# Modulus of Two float numbers or double number

## Introduction:

When working with mathematical operations in programming, it is often necessary to find the remainder of a division operation between two numbers. This operation is called modulus or modulo. The modulus of two integers is well-defined and can be easily computed using the modulo operator (%). However, when dealing with floating-point numbers, computing the modulus is not as straightforward.

In this article, we will explore the concept of modulus for floating-point numbers and present a few approaches to computing it in C++.

## Modulus of Two Integers

Before diving into the modulus of floating-point numbers, let's review the modulus of two integers. Given two integers a and b, the modulus of a divided by b can be computed as follows:

`a % b = a - (a / b) * b`

For example, the modulus of 10 divided by 3 is:

`10 % 3 = 10 - (10 / 3) * 3 = 10 - 3 * 3 = 1`

Note that the modulus operator (%) returns the remainder of the division operation, which in this case is 1.

## Modulus of Two Float or Double Numbers

Computing the modulus of two floating-point numbers is not as simple as the modulus of two integers. One approach to computing the modulus of two floats is to first convert them to integers by multiplying them by a power of 10, computing the modulus of the resulting integers, and then dividing the result by the same power of 10.

Here's an example implementation of this approach:

``````double fmod(double a, double b) {
int intA = static_cast<int>(a * 1000000);
int intB = static_cast<int>(b * 1000000);
int result = intA % intB;
return static_cast<double>(result) / 1000000;
}``````

In this implementation, we first multiply the input numbers by 1000000 (a power of 10), cast them to integers, and compute the modulus using the modulus operator (%). Finally, we convert the result back to a double by dividing it by 1000000.

Note that this approach is not perfect, as floating-point arithmetic can introduce rounding errors, leading to incorrect results in some cases. Also, this approach can be slow due to the need to convert the inputs to integers.

## Using Fmod Function

C++ provides a built-in function for computing the modulus of two floating-point numbers, called fmod(). This function takes two double arguments and returns the floating-point remainder of the division operation.
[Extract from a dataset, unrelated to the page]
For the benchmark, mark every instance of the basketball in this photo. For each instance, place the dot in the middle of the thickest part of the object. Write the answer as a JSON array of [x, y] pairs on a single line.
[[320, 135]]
Here's an example usage of fmod():

Example 1: Modulus of two float numbers

``````#include <iostream>
#include <cmath>

int main() {
float x = 10.5;
float y = 3.2;
float result = fmod(x, y);
std::cout << "The modulus of " << x << " and " << y << " is " << result << std::endl;
return 0;
}
``````

Explanation:

• This C++ program calculates the modulus of two float numbers using the fmod() function.
• First, the program defines two float variables, x and y, and initializes them to 10.5 and 3.2, respectively.
• Next, the program calls the fmod() function to calculate the modulus of x and y.
• The fmod() function is included in the <cmath> header file and takes two arguments: the dividend and the divisor.
• In this case, x is the dividend, and y is the divisor. The fmod() function returns the remainder of the division of x by y.
• Finally, the program outputs the result using std::cout. The message printed to the console includes the original values of x and y as well as the calculated modulus.

Program Output:

Example 2: Modulus of two double numbers

``````#include <iostream>
#include <cmath>

int main() {
double a = 10.5;
double b = 3.2;
double result = std::fmod(a, b);
std::cout << result << std::endl;
return 0;
}
``````

Explanation:

• This program calculates the modulus of two double numbers using the std::fmod function from the cmath library.
• The program first initializes two double variables, a and b, with the values 10.5 and 3.2, respectively.
• Then, it calls the std::fmod function to calculate the modulus of a and b and assigns the result to the result variable. Finally, the program outputs the value of the result to the console.
• The std::fmod function calculates the floating-point remainder of a divided by b.
• It takes two arguments of type double and returns a double value.
• If either argument is NaN (Not a Number), the result is NaN. If b is zero, the result is implementation-defined (may raise a floating-point exception, return NaN, or return an unspecified value).
• In this program, the result of std::fmod(a, b) is assigned to a double variable result, which is then output to the console using the std::cout object and the << operator.

Program Output:

## Modulus and Special Values in Programming

When dealing with special floating-point values such as NaN (Not a Number), infinity, and zero, the behaviour of the modulus operation can be undefined or implementation-dependent in programming. In some programming languages, the modulus operation may return NaN or throw an exception when used with NaN or infinity.

## Conclusion:

In conclusion, the modulus function in C++ is a useful tool for computing the remainder of a division operation between two numbers.

This function is particularly important when dealing with floating-point numbers, as the division operation can result in inaccuracies due to the nature of their representation in memory.

By using the modulus function, we can obtain an accurate result that takes into account the precision and rounding errors of floating-point numbers.

Overall, the modulus function is a valuable tool for performing accurate division operations on floating-point numbers in C++.

Whether you are working on a simple arithmetic problem or a complex mathematical calculation, the modulus function can help you obtain precise and reliable results.